You say you never stopped loving me, but you did stop showing it.
You changed my life, I loved you like no other, and I believed for a long time, that you loved me like no other. I want you to move on! And when you meet, whoever she is or will be, just remember this babe, the grass isn’t greener on the other side if you forget to water that grass too.
I love you, end of our story, don’t close your book on love, its just time to turn the page! I don’t know what hurts more, knowing that I still and always will love you more than anyone ever and missing you bad, or knowing you can’t love me like you used to and you meeting someone new.
I did a lot of thinking last night, was writing down a lot of my thoughts. And I have come to this: I would rather go to my grave loving you, than live everyday not feeling your love.
If your love doesn’t work out… It just means that special someone that god made just for you wasn’t him.
If he truly loved you, he would NEVER have hurt you.
If love is shelter, I’m going to walk in the rain.
I love him but he doesn’t see that we can be.
If a couple are meant to be in love they eventually will be.
Yeah, I’ve told plenty of guys that I dated that I love them. But with you.. From the very first time I said it, I knew it was different.. It felt different when I told you, I knew it was real. That’s what true love is. You always said you loved me more than I loved you. But the only problem now is.. I still love you. But you moved on. I tell you I still love you.. And I feel stupid. Yes, I know I’m not very smart, I feel stupid a lot, but this is a different kind of stupid. It’s the kind where you love someone with all your heart.. And they have completely moved on. Where does that leave me? I can’t concentrate on anything.. After a few minutes my mind wanders off.. And I start day dreaming. I re- play all of our memories in my mind, from the first time we met.. The first time we talked.. The first time we hung out.. The first time we hugged.. The first time we held hands… Our first kiss… Our last kiss.. All the times you made me laugh.. It was the best time of my life. No guy ever made me feel the way you made me feel.. No guy fought for me when I broke up with him.. No guy dumped me six days after he fought for me.. I love you. Still. I miss you. With all my heart. Forever and always.
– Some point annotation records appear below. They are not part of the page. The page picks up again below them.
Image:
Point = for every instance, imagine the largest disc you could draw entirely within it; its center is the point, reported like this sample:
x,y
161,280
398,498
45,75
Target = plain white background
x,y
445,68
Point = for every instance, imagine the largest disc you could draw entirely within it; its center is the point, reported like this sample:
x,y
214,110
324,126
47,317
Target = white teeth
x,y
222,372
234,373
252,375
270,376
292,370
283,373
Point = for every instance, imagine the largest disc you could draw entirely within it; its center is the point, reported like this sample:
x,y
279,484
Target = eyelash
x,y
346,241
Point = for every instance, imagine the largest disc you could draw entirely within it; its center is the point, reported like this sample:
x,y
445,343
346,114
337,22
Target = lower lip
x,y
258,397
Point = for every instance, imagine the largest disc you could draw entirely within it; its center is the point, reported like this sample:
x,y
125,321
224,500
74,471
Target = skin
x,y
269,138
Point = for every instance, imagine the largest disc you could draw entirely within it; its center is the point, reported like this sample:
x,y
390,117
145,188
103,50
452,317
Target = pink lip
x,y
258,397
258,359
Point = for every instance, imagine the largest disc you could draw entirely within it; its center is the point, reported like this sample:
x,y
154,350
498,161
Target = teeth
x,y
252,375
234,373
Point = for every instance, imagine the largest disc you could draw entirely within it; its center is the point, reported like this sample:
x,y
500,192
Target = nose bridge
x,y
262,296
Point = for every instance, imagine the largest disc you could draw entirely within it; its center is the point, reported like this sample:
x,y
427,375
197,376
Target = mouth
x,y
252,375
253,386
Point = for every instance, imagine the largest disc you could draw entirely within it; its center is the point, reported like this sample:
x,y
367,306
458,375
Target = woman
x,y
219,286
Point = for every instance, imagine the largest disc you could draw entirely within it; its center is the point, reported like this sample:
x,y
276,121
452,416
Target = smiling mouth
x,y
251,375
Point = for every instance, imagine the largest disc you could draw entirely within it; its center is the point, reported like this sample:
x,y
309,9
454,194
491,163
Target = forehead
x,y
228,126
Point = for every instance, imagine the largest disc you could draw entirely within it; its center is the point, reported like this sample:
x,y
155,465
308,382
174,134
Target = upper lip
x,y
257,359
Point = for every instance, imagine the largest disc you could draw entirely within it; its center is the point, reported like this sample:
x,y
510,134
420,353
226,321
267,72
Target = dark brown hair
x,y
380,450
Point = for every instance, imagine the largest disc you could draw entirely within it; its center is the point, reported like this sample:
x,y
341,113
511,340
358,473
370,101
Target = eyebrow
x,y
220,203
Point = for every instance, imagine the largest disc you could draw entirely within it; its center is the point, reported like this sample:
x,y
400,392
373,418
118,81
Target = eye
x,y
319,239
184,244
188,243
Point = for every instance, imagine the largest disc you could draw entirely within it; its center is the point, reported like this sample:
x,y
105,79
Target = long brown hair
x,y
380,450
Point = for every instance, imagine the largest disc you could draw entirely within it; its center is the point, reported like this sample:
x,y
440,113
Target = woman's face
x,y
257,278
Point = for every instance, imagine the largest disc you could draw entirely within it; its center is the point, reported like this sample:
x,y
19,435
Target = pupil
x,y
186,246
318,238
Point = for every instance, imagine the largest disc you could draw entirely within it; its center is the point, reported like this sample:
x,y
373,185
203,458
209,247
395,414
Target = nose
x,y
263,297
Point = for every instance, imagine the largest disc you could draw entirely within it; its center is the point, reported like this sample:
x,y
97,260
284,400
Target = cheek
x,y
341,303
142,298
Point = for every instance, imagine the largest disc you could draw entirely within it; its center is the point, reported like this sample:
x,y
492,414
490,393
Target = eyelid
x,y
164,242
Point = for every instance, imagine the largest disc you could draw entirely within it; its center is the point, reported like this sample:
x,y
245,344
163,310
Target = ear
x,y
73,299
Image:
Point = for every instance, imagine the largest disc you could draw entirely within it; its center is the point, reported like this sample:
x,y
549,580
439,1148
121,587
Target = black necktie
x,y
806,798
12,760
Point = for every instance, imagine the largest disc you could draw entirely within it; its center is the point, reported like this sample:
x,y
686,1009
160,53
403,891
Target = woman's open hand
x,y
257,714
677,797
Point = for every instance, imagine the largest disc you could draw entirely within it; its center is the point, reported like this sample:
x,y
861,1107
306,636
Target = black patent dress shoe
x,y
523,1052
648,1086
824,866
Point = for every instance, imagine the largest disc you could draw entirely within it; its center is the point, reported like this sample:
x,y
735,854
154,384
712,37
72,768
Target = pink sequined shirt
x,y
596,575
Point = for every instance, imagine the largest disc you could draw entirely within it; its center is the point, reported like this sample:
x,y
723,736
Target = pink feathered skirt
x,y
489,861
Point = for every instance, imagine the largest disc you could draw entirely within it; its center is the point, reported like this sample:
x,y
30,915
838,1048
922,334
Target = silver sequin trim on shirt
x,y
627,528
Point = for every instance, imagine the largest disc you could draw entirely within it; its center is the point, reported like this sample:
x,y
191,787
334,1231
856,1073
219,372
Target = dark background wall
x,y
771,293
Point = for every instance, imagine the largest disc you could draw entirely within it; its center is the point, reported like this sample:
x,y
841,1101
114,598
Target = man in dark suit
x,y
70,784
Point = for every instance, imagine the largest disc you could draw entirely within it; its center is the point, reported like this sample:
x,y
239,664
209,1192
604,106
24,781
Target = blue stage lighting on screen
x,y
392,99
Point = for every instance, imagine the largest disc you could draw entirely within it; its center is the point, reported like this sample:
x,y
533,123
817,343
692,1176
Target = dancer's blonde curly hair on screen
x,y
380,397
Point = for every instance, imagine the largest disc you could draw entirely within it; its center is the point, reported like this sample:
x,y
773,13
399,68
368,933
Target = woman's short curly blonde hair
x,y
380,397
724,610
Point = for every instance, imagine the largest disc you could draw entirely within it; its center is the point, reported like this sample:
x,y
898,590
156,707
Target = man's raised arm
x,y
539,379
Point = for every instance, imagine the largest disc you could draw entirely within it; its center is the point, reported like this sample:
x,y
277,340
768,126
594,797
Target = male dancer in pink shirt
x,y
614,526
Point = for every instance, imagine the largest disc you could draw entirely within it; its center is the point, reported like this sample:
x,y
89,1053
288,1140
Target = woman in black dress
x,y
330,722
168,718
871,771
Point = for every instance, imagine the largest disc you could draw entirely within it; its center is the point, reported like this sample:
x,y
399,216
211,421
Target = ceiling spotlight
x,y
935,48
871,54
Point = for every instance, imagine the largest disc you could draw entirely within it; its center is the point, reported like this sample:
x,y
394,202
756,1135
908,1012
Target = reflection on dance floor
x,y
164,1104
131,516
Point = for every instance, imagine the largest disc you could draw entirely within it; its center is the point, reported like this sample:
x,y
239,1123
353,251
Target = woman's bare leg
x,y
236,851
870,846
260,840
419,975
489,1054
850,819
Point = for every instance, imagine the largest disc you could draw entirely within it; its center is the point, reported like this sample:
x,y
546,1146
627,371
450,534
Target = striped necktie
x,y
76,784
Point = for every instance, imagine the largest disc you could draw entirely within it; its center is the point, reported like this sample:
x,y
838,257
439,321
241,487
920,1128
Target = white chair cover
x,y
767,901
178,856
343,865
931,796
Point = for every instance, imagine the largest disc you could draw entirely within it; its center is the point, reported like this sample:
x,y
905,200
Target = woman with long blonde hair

My heart is aching. Tears in my eyes are rolling. My mind is filled with thoughts. My eyes are filled with tears.
I wish he understands how I felt for him.
She doesn’t feel the same way I do… This sucks.
Don’t let one person let you down when there are millions of other people in the world that can make you happy.
THANK YOU for breaking my heart you’ve only made me stronger.
As long as you’re happy then I will be too but a part of me dies when you tell her “I love you”. ):
She’s been hurt many times before this, you’d think it would be a routine by now & you’d think she wouldn’t let this get to her but the truth is she trusted you.
I’m not like any of the other girls. That’s where you made your first mistake.
Roses are red, violets are blue, I’ll never love anyone like I loved you.
Hey all this is my quote that I sometimes feel like it is necessary to live by
“Never cry over someone who refuses to cry over you”
It is so true because when you cry that is exactly they wanted to hear to know if you still love them so if they need to they can fall back on you and your gonna take them back no matter what because you think you love them.
I can’t explain the hurting, but I don’t wish this to anyone.
You always end up telling everyone you’re over him and never wanna see him again, but in the end once you see his face you think about him more and more and say, I love him.
Your smile melts my heart, but the day you leave, you shred it.